Artinya dana yang dikeluarkan untuk memfasilitasi pertukaran pengetahuan pembangunan desa, dengan
sejumlah referensi kegiatan inovatif yang telah tervalidasi, dalam kegiatan yang didorong pemerintah Kota Ambon
melalui kerja-kerja pendampingan dibantu segenap pegiat desa, termasuk tenaga pendamping profesional telah
merubah pola pikir desa/negeri untuk kegiatan inovatif 475 kali Dana APBDes Tahun 2019 berkualitas.

Namun demikian, jika menelisik peruntukan alokasi anggaran dari total nilai kegiatan-kegiatan inovatif tersebut,
maka dalam kerja pendampingan berikutnya diperlukan keberpihakan anggaran desa/ negeri untuk secara
proporsional mendanai aspek lainnya dibanding sarana prasarana inovasi semata, misalnya penelitian pengkajian,
pengembangan SDM, jaminan ketersediaan dan akses bahan baku, termasuk pengelolaan kelembagaan inovasi
tingkat desa dan perluasan kerja sama dengan berbagai pihak.

Dan untuk mewujudkan itu, pada aras pemerintah kota, diperlukan fasilitasi jajaran TAPM (Tenaga Ahlil
Pembedayaan Masyarakat ) untuk membantu pemerintah daerah dalam menyediakan regulasi yang menyertakan
pengarus-utamaan inovasi dalam perencanaan pembangunan desa, asistensi, verififikasi dan evaluasi anggaran
pembangunan desa yang berpihak pada pengembangan inovasi serta menumbuh-kembangkan relasi desa dan
daerah yang memajukan desa dan sekaligus berkontribusi bagi kemajuan daerah.

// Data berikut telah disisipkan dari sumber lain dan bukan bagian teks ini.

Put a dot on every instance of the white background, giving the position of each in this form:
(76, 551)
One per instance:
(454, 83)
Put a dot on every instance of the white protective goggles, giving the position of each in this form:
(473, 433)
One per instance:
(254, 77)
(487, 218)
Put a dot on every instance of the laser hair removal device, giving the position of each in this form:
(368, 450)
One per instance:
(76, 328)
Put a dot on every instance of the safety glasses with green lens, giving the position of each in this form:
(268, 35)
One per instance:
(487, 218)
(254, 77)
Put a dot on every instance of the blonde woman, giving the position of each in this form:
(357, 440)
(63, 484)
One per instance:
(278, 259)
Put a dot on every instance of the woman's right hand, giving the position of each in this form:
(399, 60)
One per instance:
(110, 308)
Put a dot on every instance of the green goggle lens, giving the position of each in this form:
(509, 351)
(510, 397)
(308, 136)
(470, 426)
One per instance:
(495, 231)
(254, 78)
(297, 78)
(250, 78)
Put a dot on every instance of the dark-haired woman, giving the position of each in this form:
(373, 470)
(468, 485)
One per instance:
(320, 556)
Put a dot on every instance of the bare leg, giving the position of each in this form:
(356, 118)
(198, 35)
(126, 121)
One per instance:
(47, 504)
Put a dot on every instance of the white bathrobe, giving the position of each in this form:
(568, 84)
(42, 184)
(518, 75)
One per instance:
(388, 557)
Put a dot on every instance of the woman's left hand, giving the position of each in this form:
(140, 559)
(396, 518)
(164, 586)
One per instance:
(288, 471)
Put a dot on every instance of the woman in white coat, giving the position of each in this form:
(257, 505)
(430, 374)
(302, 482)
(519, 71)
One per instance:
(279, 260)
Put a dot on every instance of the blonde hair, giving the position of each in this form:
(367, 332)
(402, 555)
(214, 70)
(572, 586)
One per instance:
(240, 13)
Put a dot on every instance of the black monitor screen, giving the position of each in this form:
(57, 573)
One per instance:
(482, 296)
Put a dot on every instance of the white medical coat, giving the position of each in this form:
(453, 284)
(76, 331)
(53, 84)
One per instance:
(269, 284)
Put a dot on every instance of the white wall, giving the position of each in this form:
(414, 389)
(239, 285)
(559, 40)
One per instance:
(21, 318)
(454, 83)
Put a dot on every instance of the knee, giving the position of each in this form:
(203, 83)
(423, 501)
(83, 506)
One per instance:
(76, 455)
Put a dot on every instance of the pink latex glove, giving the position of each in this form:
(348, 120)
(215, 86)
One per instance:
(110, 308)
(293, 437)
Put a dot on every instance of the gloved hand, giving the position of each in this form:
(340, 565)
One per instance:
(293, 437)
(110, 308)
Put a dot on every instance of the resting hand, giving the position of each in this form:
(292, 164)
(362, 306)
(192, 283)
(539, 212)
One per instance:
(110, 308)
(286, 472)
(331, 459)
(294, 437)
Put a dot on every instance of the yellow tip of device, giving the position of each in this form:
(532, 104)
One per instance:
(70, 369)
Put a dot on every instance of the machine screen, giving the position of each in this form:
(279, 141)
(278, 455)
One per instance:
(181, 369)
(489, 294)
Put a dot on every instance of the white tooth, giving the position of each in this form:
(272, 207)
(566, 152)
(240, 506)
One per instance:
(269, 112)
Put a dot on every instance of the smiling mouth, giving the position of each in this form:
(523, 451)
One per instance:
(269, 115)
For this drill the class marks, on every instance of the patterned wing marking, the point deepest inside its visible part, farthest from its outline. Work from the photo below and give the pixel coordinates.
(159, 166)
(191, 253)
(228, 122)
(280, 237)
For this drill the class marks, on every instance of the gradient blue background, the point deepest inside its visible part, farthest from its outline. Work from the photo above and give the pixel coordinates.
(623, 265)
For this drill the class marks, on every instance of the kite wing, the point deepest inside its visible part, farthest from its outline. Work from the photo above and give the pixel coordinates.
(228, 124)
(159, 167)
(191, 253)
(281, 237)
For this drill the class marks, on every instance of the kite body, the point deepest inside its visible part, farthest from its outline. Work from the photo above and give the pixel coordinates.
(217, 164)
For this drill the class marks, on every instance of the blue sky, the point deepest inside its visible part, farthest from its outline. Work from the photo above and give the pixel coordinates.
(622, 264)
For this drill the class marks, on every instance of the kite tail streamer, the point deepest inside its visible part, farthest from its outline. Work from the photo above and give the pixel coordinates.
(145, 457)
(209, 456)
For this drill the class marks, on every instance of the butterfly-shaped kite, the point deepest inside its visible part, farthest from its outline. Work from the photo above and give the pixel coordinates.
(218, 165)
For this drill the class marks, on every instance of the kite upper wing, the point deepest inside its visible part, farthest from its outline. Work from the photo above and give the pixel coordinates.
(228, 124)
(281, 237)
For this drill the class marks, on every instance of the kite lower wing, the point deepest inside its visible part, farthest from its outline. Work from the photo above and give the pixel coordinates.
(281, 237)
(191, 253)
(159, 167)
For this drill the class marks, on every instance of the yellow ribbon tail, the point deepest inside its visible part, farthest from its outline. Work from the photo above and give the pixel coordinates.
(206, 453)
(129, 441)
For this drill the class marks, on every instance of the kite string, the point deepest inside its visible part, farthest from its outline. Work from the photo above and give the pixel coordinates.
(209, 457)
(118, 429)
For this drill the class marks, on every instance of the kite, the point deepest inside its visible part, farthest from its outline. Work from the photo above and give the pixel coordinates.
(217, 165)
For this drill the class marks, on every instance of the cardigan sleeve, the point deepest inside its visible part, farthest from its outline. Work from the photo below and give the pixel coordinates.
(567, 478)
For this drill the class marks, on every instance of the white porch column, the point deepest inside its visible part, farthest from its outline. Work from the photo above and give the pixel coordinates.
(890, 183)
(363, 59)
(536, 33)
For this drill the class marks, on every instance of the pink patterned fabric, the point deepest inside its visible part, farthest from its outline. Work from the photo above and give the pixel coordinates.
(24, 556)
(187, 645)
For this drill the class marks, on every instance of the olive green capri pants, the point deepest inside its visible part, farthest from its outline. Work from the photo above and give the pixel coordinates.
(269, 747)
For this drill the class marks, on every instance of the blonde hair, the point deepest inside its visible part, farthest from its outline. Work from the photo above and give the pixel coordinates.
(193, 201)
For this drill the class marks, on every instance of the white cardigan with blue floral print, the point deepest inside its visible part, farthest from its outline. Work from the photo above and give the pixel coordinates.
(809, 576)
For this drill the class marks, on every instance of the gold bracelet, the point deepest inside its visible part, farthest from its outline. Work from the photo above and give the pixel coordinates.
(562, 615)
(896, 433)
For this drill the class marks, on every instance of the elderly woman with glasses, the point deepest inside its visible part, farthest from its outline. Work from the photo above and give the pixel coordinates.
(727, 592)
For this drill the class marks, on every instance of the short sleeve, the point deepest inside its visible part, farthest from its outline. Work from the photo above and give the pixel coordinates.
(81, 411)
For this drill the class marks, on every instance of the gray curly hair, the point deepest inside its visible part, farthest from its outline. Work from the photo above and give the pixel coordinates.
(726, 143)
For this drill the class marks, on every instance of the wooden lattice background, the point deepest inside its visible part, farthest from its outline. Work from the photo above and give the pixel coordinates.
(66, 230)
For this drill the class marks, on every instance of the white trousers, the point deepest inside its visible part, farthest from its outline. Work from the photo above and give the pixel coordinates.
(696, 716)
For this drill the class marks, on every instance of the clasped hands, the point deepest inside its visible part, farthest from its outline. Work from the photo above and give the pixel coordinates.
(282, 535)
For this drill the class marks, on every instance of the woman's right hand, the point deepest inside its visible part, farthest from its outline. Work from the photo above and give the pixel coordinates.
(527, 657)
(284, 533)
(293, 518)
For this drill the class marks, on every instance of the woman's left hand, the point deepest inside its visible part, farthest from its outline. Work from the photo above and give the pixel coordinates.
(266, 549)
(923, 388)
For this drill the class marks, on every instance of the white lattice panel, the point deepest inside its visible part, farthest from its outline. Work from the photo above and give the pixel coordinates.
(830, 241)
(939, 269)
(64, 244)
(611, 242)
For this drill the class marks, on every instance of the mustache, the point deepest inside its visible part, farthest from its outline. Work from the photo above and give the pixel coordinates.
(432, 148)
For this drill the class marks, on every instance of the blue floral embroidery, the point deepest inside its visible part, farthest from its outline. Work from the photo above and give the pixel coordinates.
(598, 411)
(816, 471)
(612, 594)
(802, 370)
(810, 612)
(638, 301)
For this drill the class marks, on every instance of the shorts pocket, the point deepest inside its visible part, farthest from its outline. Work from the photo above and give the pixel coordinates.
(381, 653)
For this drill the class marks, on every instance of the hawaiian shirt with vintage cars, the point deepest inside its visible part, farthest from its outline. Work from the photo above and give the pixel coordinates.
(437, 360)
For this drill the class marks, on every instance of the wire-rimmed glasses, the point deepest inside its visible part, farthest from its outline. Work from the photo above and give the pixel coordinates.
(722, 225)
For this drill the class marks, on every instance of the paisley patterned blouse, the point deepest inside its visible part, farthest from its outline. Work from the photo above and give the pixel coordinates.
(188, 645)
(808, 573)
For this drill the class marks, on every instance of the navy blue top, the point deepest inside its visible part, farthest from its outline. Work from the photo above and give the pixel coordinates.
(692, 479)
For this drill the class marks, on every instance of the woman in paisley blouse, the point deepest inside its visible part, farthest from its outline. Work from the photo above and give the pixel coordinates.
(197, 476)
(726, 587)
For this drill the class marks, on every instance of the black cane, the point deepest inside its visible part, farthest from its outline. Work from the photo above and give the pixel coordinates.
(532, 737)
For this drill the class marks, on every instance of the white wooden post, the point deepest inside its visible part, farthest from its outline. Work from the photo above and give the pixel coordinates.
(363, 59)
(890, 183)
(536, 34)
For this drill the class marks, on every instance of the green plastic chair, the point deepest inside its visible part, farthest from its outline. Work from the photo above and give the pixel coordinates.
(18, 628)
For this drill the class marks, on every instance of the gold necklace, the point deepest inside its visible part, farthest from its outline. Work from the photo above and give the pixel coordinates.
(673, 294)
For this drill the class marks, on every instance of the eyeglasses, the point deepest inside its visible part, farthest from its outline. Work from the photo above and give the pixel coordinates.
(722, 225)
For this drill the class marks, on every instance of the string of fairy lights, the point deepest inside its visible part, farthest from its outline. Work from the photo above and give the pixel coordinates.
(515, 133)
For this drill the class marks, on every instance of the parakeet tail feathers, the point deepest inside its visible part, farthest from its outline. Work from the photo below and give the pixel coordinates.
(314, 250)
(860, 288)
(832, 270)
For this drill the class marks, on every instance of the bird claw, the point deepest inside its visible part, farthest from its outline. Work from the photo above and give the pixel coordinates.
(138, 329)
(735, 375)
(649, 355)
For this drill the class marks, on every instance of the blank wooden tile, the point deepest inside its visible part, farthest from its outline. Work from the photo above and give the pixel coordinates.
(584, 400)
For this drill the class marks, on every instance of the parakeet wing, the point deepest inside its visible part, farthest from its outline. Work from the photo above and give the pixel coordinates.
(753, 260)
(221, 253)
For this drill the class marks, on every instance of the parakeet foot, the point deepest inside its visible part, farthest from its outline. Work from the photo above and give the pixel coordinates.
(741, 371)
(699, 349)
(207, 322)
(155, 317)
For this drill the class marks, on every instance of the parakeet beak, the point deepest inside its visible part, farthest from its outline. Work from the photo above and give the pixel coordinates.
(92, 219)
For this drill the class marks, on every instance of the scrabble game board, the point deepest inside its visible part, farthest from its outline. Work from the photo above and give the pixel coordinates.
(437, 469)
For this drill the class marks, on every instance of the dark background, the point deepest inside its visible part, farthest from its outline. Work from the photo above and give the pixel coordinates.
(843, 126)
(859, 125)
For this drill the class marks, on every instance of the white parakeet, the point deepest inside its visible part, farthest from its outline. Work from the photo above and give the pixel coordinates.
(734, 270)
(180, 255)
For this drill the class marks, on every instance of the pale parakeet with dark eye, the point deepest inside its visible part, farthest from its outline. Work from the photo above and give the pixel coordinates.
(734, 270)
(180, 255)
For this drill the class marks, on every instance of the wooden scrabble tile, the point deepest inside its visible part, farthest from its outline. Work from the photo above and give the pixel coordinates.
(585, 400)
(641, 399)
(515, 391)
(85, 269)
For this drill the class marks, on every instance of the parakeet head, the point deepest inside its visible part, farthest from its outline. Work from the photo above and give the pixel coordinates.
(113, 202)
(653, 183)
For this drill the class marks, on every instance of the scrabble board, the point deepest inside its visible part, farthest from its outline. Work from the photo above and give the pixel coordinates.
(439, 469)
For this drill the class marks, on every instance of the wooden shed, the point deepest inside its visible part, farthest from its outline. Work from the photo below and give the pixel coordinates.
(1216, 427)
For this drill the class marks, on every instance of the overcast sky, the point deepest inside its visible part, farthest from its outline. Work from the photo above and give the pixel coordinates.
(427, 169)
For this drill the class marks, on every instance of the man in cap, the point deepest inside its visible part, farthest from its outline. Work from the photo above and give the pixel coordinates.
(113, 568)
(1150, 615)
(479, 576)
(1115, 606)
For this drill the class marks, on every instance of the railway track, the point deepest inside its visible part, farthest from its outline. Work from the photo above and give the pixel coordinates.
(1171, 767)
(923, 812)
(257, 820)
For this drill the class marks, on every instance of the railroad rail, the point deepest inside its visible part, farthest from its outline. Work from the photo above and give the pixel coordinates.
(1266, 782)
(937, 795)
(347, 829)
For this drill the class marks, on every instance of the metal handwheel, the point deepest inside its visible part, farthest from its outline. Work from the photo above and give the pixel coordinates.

Di lain, pihak pada aras
kecamatan dan desa, diperlukan keterampilan Pendamping Desa dan Pendamping Lokal desa untuk mendorong
visi kepemimpinan camat maupun kepala desa untuk memiliki peta jalan pengembangan inovasi desa dan
kawasan perdesaan di tingkat kecamatan maupun desa.

Kita berharap kegiatan-kegiatan inovatif tersebut dapat terus dikawal dalam tahapan pelaksanaannya untuk
menghadirkan hasil (outcome) maupun dampak (impact) yang diharapkan senafas dengan filosofi Dana Desa,
yakni mengentaskan kemiskinan dan mengatasi kesenjangan pembangunan antar desa, meningkatkan pelayanan
publik desa, memajukan perekonomian desa dan memperkuat masyarakat desa sebagai subjek dari
pembangunan.

Semoga Lomba Desa dan Kelurahan Kota Ambon Tahun 2019 dapat terus melahirkan semangat mengabdi desa
negeri dan kelurahan menuju pantai harapan semua orang.

Lorong Permi, 22 Juni 2019.

1
Konsultan Program Inovasi Desa Provinsi Maluku
2
. Laporan Program Inovasi Desa Provinsi Maluku Mei 2019.